Death, taxes, and fsck?

Posted May 3, 2007 20:21 UTC (Thu) by amitgud (guest, #20655) [Link]

Fsck is unavoidable given the imperfect hardware and bugs in the OS and file system alike. Fsck is needed and will be needed from time to time. I/O error trends and the under-estimation of hard drive errors by the manufacturers suggest that as the data get compact on the disk, errors (assuming they do not increase per square inch on the drive as the drives become more complex), will now affect more data on the disk. Disk drives have to be fsck'ed someday, its just the matter of when. And when it is, the time taken will directly affect the availability of the data, and backups do not always help.

Death, taxes, and fsck?

Posted May 4, 2007 9:25 UTC (Fri) by pli (subscriber, #45060) [Link]

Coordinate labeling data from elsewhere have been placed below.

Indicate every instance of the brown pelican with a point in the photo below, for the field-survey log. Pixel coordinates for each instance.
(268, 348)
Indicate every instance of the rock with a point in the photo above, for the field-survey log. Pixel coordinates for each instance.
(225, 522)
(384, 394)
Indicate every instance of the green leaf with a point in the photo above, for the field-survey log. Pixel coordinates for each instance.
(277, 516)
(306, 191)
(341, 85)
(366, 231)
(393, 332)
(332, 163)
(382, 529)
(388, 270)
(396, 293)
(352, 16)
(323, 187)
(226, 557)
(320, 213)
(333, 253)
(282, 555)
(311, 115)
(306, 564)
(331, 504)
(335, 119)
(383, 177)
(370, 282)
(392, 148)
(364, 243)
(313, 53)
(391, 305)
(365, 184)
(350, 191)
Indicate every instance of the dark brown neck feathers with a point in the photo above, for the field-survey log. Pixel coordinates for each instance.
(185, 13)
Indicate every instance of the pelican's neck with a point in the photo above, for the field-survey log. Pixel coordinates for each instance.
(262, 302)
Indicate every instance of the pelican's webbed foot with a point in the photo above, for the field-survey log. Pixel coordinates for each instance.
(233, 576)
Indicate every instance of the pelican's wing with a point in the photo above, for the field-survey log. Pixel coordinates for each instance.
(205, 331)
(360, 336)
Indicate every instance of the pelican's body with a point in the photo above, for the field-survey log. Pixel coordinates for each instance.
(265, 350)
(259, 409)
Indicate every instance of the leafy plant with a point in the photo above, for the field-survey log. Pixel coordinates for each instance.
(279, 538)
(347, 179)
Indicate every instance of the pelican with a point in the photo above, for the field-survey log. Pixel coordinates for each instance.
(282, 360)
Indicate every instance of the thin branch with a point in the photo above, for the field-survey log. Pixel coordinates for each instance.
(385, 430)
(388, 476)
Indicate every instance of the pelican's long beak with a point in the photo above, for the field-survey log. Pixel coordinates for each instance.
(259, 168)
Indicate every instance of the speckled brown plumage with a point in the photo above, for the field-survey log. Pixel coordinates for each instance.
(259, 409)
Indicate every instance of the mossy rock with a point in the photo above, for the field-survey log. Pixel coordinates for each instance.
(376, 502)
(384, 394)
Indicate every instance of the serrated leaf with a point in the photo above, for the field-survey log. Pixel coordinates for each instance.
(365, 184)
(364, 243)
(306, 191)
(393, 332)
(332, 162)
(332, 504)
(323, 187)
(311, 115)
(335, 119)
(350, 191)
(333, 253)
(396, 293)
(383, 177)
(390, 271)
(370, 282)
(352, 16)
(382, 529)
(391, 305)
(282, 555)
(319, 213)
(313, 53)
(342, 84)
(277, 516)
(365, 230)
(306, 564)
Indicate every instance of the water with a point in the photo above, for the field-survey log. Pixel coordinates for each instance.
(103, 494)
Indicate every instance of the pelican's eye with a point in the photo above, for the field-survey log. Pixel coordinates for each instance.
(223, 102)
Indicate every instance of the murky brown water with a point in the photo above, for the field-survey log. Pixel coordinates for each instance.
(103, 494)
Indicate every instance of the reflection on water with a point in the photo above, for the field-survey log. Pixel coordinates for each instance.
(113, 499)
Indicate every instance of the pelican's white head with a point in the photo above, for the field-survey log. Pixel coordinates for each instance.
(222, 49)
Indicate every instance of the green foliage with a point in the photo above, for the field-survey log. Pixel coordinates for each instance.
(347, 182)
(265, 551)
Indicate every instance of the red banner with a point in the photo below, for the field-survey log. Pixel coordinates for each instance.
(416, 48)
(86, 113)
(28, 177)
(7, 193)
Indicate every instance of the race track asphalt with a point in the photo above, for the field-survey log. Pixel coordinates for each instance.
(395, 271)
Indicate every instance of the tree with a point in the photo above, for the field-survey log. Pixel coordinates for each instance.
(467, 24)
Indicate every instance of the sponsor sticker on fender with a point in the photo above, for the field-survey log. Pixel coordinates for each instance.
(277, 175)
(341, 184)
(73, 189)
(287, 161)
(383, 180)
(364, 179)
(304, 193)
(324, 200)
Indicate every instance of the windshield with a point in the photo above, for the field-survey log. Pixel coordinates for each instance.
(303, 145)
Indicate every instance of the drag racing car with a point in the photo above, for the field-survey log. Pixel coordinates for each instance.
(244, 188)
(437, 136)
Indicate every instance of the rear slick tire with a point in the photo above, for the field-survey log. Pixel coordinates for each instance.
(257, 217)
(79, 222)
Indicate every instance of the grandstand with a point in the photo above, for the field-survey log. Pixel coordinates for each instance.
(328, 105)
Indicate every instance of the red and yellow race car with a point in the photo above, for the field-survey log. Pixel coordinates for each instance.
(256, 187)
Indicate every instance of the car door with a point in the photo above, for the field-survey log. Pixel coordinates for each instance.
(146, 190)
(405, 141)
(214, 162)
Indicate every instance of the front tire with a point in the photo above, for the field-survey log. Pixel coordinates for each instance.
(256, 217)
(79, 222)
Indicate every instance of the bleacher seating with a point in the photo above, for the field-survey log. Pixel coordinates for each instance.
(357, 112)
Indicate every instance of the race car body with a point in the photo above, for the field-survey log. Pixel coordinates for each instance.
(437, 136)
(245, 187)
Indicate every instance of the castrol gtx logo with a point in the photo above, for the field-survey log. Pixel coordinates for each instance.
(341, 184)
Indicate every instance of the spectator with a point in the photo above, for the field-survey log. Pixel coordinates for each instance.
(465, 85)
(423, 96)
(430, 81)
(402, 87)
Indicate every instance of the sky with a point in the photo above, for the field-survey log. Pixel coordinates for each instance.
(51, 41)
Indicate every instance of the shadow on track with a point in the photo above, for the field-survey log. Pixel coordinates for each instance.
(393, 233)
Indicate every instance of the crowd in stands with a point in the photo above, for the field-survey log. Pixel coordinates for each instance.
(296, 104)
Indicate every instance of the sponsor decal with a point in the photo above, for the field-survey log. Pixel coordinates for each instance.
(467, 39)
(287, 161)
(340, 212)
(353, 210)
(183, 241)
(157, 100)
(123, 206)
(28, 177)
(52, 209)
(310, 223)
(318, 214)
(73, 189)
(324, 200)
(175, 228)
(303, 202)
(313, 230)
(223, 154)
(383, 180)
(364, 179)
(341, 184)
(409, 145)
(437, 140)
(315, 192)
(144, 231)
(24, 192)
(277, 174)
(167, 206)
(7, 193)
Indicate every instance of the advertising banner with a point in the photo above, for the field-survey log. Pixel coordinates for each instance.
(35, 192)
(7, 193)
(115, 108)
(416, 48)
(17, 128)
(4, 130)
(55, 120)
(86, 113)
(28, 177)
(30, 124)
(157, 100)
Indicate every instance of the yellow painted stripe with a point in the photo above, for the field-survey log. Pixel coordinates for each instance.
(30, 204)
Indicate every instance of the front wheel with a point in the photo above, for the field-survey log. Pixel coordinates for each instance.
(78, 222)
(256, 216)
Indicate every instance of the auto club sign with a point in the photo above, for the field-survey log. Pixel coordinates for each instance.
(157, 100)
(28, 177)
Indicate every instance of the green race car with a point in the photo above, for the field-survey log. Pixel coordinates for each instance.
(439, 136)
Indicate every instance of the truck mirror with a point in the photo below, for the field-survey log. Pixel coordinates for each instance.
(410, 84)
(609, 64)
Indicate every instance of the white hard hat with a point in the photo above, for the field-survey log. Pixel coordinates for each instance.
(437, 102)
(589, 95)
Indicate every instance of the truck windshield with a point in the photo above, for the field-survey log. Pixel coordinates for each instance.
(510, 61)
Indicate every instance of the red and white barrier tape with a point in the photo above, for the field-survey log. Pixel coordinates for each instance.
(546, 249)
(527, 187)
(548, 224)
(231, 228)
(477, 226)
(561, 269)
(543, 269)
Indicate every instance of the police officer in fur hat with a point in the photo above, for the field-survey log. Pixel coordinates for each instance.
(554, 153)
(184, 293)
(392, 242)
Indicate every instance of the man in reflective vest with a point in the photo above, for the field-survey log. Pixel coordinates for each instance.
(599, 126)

Sure, we will always have disks breaking and we will always need tools to fix corrupted filesystems. But isn't this just a matter of how things are implemented. I.e. it seems that ZFS has just chosen to integrate "fsck" into the actual filesystem and improve the way it operates, i.e. on-line/on-the-fly instead of having to unmount the filesystem and run fsck the traditional way.

Death, taxes, and fsck?

Posted May 4, 2007 11:10 UTC (Fri) by qu1j0t3 (guest, #25786) [Link]

There is no "on the fly" fsck in ZFS.

There is self-healing for data (and some metadata), but as I say above, this does not in itself obviate fsck.

The point here is not that ZFS won't ever need a scavenging tool: That debate is ongoing. What is radically new about ZFS is that it's designed to be always correct on disk (which other filesystems don't attempt - possibly excepting XFS, which I haven't studied). It's worth remembering here that ZFS is specifically designed and tested to keep this promise in the face of unexpected system failures (more details from Bill Moore).

The concept of fsck has therefore been designed out of the system - rather than regarded as a routine part of filesystem use, as is the case with ext?fs, for example - and if such a tool is ever created, its operation would have little in common with traditional fsck anyway.

Please read what Jeff Bonwick has written about the design of ZFS. The other benefit of such study is that you can find out why it's a generation ahead of anything else out there.